China's enthusiasm for executions: Rejoinder to the dark ages
China with a booming economy may have been inching towards becoming the 21st century scientific and economic superpower, but its rigid set of laws and continuous violation of human rights still drag it into the dark ages.

The Chinese government's recent decision to execute Zheng Xiaoyu, the former head of food and drug regulator, for corruption has further cast dark clouds over its tainted reputation worldwide.
This isn't for the first time that questions around the world have been raised against its authoritarian rules or judgments; China has a long account of atrocious verdicts that have marred its voyage to be converted into the undisputed economic power of the world. China's enthusiasm for capital punishment has long been a target for international criticism of its human rights record.
• China executes more people than the rest of the world combined.
• According to Amnesty International, a human-rights watchdog, as many as 10,000 people are killed by the state each year.
• Amnesty International counted at least 1,770 executions in 2006 and the real total could be as high as 8,000.
• Freedom of expression is severely curtailed, torture is rampant and systematic, and executions are carried out after unfair trials.
• Thousands of Falun Gong supporters are locked up for practicing a banned religion and Tibetans in Chinese custody are tortured and beaten.
• At present, at least 17 bishops of Catholic underground churches are missing or have been arrested or forced into living under segregation.
• Last year, about 650 pastors of house churches were arrested and many churches were demolished.
• The gloomiest facet, which may look even the atrocities of the dark ages small, is that executed prisoners are the principal source of supply of body organs for medical transplantation purposes in China, generating a handsome revenue for government from this inhumane trading.
Moreover, the Chinese people are deprived of the basic right to freedom of speech or expression. Its citizens are not free to express their views liberally, especially on government and the constitution.
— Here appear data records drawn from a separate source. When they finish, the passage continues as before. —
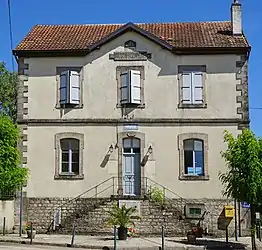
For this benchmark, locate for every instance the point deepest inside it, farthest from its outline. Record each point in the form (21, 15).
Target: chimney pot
(236, 18)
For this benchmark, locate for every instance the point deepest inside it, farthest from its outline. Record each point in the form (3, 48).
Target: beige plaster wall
(163, 164)
(161, 84)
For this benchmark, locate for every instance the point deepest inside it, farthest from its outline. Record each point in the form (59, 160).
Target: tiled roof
(178, 35)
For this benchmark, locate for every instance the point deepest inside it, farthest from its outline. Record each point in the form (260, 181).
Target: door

• An unofficial report reveals that presently there are at least 31 journalists and 51 online authors serving prison sentences in China.
• China's Ministry of Public Security has appointed more than 30,000 Internet police officers to censor the online speech or articles of the common people.
Reason for the high rates of execution
One area in which the situation in China is both unacceptable and self-defeating is the application of the death penalty. The major reason for the high rates of execution is that Chinese allows the death penalty to be imposed for such non-violent crimes as stealing, tax fraud, accepting bribes, and drug trafficking.
Is there any improvement?
Encouragingly, China has recently showed some reaction on the issue of the death penalty. Reports of growing debate about the death penalty among China's legal community and some amplification of the legal system been coming from time to time, but this hardly goes the distance.
In April 2001, the vice-president of the Beijing 2008 bid committee, Liu Jingmin, said, 'By allowing Beijing to host the Games you will help the development of human rights' and IOC executive director Francois Carrard believed, 'Seven years from now we will see many changes'. Since then, nothing much has actually changed. The over optimistic gamble that IOC took six years ago now appears to be a foolish bid.
As regards China's holding of human rights exhibitions, they represent nothing but the sheer hypocrisy of the Chinese government to dodge its true face of human rights maltreatment.
Will world be ready to make ties with a tyrant superpower?
Human rights prove to be the deadlock that world face when it comes to do business with a tyrant. The nations trading with China will undoubtedly ask that is the promotion of human rights being trampled underfoot?
Any future partnership, be it political, economic or social, with China would be like being friends with a neighbor that you know beats his family members every night.
With a campaign to 'strike hard' against crime and devoid of political democracy, freedom of religion and speech, there can never be true human rights in China.